Bichat, comme nous venons de le démontrer, a vu au plus profond de la nature humaine, et en a donné un admirable aperçu ; son livre est une des œuvres les plus profondément pensées de toute la littérature française. Et voici que, soixante ans après cette publication, M. Flourens entame contre elle une polémique subite dans son livre De la vie et de l’intelligence ; sans autre forme de procès, il ose déclarer faux tout ce que Bichat a mis en lumière sur cet important sujet, qui lui appartient en propre. Et qu’est-ce que M. Flourens met en œuvre contre son prédécesseur ? Des contre-arguments ? Que non ! mais des contre-affirmations[1] et des autorités, des autorités bizarres et mal choisies : Descartes… et Gall ! M. Flourens est un cartésien convaincu, et en l’an 1838, Descartes est encore pour lui « le philosophe par excellence ». Sans doute Descartes est un grand homme, mais il n’a fait que frayer la voie : de tous ses dogmes rien ne subsiste, et les invoquer aujourd’hui comme des autorités est du dernier ridicule. Au XIXe siècle s’attacher en philosophie à Descartes, c’est comme si on prétendait suivre Ptolémée en astronomie, ou Stahl en chimie. Mais, pour M. Flourens, les dogmes de Descartes sont des articles de foi. Descartes a enseigné que « les volontés sont des pensées », donc cela est ainsi, bien que chacun éprouve clairement par lui-même que le vouloir et le penser sont aussi distincts que le blanc et le noir ; c’est même cette conscience nette de leur différence qui m’a permis, au chapitre XIX, de l’exposer avec précision, en prenant toujours l’expérience pour fil conducteur.
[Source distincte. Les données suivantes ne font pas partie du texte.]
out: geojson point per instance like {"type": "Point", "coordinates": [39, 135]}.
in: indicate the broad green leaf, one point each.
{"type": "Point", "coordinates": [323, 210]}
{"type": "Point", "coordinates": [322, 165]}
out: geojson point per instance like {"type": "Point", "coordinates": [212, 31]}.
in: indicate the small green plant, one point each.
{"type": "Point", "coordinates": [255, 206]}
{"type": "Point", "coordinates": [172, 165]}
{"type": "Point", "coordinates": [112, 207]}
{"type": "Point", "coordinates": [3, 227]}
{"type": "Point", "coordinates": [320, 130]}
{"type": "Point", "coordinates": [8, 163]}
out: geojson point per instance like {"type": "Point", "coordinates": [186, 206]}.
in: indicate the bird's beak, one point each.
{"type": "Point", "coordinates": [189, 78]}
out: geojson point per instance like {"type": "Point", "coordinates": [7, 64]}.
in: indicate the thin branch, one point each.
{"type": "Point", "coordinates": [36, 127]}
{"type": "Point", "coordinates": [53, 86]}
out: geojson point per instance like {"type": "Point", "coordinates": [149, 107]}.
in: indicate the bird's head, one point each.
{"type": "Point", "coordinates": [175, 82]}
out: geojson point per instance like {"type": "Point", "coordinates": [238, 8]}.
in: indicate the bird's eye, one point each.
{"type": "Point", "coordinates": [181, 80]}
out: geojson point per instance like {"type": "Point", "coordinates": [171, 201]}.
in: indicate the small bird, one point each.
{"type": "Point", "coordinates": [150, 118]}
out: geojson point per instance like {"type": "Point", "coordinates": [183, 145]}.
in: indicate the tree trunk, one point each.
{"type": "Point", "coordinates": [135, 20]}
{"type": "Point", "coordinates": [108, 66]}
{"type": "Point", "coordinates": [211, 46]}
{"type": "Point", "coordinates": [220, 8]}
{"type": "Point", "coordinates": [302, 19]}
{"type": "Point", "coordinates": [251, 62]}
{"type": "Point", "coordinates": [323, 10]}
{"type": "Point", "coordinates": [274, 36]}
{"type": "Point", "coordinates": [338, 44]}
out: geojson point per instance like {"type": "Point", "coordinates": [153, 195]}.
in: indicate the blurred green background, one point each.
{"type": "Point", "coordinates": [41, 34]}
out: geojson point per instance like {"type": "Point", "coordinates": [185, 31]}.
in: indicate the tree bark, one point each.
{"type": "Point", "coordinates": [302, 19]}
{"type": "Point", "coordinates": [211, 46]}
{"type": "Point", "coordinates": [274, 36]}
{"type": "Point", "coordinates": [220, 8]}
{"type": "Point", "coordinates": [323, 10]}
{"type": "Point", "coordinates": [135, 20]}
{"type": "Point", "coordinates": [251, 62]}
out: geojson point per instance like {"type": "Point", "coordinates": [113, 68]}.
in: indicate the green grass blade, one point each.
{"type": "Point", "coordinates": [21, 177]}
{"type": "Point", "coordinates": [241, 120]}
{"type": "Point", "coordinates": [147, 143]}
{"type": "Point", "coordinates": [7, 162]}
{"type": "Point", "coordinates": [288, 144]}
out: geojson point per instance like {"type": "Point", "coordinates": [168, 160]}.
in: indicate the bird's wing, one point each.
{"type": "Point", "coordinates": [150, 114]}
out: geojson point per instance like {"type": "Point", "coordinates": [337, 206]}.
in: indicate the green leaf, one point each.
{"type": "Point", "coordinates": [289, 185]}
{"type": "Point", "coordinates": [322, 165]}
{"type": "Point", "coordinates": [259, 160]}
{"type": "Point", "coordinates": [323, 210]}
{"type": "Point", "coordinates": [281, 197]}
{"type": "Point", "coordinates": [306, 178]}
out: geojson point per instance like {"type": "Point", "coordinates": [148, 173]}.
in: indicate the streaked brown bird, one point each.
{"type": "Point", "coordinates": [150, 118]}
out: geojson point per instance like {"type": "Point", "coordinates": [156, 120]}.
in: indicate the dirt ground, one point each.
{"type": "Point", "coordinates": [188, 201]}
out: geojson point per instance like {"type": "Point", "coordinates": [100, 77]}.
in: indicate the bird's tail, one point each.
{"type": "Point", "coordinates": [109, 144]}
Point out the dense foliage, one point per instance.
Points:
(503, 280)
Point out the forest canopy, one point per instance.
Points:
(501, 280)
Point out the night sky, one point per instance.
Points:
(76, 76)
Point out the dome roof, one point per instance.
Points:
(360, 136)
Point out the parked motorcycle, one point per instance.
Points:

Mais avant tout pour Descartes, Oracle de M. Flourens, il y a deux substances radicalement distinctes : le corps et l’âme. En conséquence, cartésien orthodoxe, M. Flourens dira : « Le premier point est de séparer, même par les mots, ce qui est du corps de ce qui est de l’âme » (I, 72). Il nous apprend, de plus, que cette « âme réside uniquement et exclusivement dans le cerveau » (II, 137) ; de là, et suivant un passage de Descartes, elle envoie dans les muscles les esprits animaux ses courriers ; mais elle-même ne saurait être affectée que par le cerveau : aussi les passions ont-elles leur siège dans le cœur, qu’elles altèrent, mais leur place est au cerveau. C’est bien de la sorte, en effet, que s’exprime l’oracle de M. Flou-

  1. « Tout ce qui est relatif à l’entendement appartient à la vie animale », dit Bichat, et jusque-là point de doute ; « tout ce qui est relatif aux passions appartient à la vie organique », — et ceci est absolument faux. — Voilà ( ! !) ce qu’a décrété le grand Flourens. (N. de Schopenhauer.)